Mengangkat tema “Sinergitas Ulama dan Umara Dalam Pemberdayaan Umat di Era Digitalisasi Menuju Kota Jambi Bahagia”, Rakerda ini menekankan pentingnya peran agama sebagai fondasi utama pembangunan daerah.
Pembangunan Bukan Sekadar Infrastruktur
Dalam sambutannya, Wali Kota Maulana menegaskan bahwa keberhasilan sebuah kota tidak hanya diukur dari kemajuan infrastruktur dan pertumbuhan ekonomi, melainkan juga dari kualitas moral, akhlak, dan harmoni sosial masyarakatnya.

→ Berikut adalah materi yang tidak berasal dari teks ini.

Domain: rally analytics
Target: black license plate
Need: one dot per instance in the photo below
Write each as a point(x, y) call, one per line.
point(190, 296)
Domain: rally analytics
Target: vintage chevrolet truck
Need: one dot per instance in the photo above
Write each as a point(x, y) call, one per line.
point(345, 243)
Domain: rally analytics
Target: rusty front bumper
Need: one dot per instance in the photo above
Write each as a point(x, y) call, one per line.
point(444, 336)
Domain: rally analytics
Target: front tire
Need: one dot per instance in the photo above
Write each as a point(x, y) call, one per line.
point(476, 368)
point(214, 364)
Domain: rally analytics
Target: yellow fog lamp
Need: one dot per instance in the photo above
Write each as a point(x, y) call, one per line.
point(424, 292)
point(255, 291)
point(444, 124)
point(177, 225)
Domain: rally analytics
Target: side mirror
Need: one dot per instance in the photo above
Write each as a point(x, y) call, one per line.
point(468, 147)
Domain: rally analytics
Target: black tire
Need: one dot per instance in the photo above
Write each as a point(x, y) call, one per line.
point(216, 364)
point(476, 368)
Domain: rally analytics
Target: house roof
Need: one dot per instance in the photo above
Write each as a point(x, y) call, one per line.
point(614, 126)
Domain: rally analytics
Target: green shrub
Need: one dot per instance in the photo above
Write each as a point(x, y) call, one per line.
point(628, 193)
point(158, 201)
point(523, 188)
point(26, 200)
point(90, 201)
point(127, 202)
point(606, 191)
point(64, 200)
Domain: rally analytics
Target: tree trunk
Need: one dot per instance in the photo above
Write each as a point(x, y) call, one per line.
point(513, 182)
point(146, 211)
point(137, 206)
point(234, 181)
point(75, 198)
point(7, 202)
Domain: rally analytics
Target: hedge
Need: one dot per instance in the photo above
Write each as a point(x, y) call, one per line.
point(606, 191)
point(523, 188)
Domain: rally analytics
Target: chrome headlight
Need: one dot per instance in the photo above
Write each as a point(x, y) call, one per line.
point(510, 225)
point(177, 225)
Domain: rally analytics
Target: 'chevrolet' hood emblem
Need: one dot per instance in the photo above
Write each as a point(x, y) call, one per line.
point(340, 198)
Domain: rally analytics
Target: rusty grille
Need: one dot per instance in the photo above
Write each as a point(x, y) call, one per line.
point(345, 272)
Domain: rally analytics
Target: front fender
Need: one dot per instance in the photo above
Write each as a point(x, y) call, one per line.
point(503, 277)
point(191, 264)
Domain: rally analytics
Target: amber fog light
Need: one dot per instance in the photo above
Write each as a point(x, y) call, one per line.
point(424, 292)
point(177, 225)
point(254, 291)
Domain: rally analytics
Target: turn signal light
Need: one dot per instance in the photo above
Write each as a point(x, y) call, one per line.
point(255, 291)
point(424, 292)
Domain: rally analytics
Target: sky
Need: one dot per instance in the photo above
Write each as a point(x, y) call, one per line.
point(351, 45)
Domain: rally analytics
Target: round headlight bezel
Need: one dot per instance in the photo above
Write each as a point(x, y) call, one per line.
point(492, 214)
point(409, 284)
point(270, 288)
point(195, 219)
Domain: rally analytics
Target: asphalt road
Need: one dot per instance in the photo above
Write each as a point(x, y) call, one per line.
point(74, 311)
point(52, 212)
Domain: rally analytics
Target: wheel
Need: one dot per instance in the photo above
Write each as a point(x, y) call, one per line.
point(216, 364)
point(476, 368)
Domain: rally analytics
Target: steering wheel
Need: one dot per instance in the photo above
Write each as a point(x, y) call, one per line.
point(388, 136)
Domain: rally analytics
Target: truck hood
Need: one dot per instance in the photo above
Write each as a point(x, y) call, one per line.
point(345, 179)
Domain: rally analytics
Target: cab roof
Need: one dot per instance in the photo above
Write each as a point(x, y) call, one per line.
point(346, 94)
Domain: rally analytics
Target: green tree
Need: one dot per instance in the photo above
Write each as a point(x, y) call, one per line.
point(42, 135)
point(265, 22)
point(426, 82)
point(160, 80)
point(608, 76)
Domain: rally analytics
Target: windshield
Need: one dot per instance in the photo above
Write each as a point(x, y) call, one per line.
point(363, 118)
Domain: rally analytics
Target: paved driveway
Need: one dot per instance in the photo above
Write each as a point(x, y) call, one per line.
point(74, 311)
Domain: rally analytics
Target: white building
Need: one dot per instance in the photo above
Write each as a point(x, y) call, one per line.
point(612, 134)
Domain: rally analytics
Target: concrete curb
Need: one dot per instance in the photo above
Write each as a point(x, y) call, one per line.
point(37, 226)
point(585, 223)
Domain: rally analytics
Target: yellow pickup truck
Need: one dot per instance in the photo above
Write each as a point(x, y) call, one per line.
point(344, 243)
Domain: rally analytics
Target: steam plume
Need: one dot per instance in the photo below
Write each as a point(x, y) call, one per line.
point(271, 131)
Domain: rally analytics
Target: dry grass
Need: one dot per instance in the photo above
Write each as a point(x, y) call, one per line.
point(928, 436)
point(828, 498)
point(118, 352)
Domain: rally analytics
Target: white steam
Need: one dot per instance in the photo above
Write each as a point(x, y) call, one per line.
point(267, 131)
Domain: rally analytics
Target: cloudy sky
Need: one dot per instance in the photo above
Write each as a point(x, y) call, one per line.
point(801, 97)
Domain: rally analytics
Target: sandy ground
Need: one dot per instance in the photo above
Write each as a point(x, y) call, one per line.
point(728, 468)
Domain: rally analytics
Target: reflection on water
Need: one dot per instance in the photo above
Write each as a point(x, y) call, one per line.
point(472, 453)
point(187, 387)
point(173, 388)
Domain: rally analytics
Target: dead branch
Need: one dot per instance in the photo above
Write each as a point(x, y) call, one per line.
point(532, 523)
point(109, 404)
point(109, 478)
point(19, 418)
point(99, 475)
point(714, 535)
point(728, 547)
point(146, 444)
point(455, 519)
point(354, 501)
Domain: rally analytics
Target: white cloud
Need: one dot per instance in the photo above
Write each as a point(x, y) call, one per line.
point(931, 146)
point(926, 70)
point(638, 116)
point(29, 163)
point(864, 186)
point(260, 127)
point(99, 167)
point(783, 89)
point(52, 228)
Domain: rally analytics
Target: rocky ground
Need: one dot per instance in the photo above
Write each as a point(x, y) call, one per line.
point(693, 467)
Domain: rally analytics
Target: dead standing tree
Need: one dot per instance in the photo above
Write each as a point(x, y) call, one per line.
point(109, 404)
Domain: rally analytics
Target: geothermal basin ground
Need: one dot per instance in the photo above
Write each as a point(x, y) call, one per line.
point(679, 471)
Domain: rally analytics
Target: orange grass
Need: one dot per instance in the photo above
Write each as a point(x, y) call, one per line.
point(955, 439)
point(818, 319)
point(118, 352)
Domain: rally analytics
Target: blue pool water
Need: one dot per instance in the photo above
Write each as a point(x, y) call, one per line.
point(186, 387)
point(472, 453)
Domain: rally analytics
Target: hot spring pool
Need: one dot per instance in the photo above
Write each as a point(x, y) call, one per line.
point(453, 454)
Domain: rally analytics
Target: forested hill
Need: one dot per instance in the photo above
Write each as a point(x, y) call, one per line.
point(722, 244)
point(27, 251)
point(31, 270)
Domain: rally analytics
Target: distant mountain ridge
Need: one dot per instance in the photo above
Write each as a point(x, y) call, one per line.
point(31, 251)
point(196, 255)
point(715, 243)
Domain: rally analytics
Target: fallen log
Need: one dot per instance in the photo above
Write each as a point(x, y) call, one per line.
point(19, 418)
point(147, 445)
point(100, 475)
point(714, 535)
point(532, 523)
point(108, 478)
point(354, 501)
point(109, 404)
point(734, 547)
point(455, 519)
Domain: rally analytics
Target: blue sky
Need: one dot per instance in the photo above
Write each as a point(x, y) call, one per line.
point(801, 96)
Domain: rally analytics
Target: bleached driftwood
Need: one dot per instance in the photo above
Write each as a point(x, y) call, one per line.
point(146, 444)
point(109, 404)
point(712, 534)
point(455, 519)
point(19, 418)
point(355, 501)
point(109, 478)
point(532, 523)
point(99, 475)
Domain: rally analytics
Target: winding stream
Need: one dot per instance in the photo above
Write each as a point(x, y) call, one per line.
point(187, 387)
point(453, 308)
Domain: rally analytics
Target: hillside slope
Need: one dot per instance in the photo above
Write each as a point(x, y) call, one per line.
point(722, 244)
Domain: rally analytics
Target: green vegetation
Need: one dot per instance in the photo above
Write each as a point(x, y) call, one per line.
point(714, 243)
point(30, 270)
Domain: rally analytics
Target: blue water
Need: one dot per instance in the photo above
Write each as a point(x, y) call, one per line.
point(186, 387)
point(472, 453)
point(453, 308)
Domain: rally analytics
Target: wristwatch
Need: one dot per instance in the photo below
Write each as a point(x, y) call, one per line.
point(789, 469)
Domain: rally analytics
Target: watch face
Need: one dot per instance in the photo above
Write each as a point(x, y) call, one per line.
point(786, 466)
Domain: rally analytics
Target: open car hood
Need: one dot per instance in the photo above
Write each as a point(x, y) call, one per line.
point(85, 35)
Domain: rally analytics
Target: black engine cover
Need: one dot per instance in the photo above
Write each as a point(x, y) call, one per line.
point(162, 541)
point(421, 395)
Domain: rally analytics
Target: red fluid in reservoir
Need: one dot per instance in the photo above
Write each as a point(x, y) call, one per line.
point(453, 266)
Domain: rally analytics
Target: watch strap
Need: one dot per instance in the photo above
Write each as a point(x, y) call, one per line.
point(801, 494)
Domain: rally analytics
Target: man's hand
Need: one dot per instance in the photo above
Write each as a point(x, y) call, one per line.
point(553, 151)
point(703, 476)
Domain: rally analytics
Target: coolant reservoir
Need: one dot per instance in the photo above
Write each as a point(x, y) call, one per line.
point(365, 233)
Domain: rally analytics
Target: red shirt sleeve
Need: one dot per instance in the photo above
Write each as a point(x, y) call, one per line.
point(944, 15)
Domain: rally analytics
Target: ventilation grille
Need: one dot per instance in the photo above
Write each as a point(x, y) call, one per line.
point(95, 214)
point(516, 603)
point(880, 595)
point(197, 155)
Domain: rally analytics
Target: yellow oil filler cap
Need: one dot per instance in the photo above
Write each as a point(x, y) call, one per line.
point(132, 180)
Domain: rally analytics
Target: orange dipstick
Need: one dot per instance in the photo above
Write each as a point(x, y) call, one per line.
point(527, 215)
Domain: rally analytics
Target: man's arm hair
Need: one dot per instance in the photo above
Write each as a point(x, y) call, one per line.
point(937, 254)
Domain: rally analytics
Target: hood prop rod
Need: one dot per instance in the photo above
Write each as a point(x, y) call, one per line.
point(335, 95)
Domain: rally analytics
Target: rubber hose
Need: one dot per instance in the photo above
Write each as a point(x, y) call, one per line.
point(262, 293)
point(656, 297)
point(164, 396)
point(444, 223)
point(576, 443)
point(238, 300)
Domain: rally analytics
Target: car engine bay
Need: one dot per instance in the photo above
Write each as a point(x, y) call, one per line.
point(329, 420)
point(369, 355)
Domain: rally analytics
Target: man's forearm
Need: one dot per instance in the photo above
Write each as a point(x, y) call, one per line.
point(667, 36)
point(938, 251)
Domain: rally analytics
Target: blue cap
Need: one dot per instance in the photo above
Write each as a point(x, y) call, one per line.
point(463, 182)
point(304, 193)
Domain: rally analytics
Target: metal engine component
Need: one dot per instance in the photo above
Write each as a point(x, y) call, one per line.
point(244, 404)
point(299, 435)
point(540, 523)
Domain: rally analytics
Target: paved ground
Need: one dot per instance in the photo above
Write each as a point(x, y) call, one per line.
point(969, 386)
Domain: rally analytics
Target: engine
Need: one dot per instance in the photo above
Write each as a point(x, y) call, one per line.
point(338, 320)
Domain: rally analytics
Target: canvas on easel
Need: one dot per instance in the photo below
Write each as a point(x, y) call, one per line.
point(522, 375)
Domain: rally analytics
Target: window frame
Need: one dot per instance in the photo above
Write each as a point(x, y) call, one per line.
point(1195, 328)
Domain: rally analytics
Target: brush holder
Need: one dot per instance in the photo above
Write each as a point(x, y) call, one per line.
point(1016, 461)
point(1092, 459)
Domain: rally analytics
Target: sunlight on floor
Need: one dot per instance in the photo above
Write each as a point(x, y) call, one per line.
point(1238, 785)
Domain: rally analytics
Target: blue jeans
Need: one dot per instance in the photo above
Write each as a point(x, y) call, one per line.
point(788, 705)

“Pembangunan daerah harus seimbang antara kemajuan fisik dan keteguhan nilai spiritual. Kami memandang MUI sebagai mitra strategis dalam membimbing umat, menguatkan moderasi beragama, serta menangkal paham ekstremisme dan radikalisme,” ujar Maulana.
Ia juga menambahkan bahwa kenaikan Indeks Pembangunan Manusia (IPM) Kota Jambi saat ini tidak lepas dari peran aktif para pemangku agama yang terus memberikan edukasi dan bimbingan kepada masyarakat.
Harapan bagi Pengurus Baru
Pengukuhan pengurus MUI yang dilakukan oleh Ketua Umum MUI Provinsi Jambi, Dr. H. Muhammad Umar Yusuf, diharapkan bukan sekadar seremoni organisasi. Maulana berharap para pengurus yang baru dilantik dapat menjalankan amanah besar sebagai penjaga nilai-nilai keislaman dan penopang moral di tengah dinamika digitalisasi yang bergerak cepat.
“Selamat kepada pengurus yang baru dikukuhkan. Semoga Rakerda ini melahirkan rumusan dan gagasan baru untuk kepentingan umat. Sinergi antara ulama (pemimpin agama) dan umara (pemimpin pemerintahan) adalah kunci utama pembangunan yang beradab,” pungkasnya.
Kegiatan ini turut dihadiri oleh perwakilan Forkopimda, jajaran OPD Pemkot Jambi, Baznas Kota Jambi, serta berbagai organisasi keagamaan lainnya.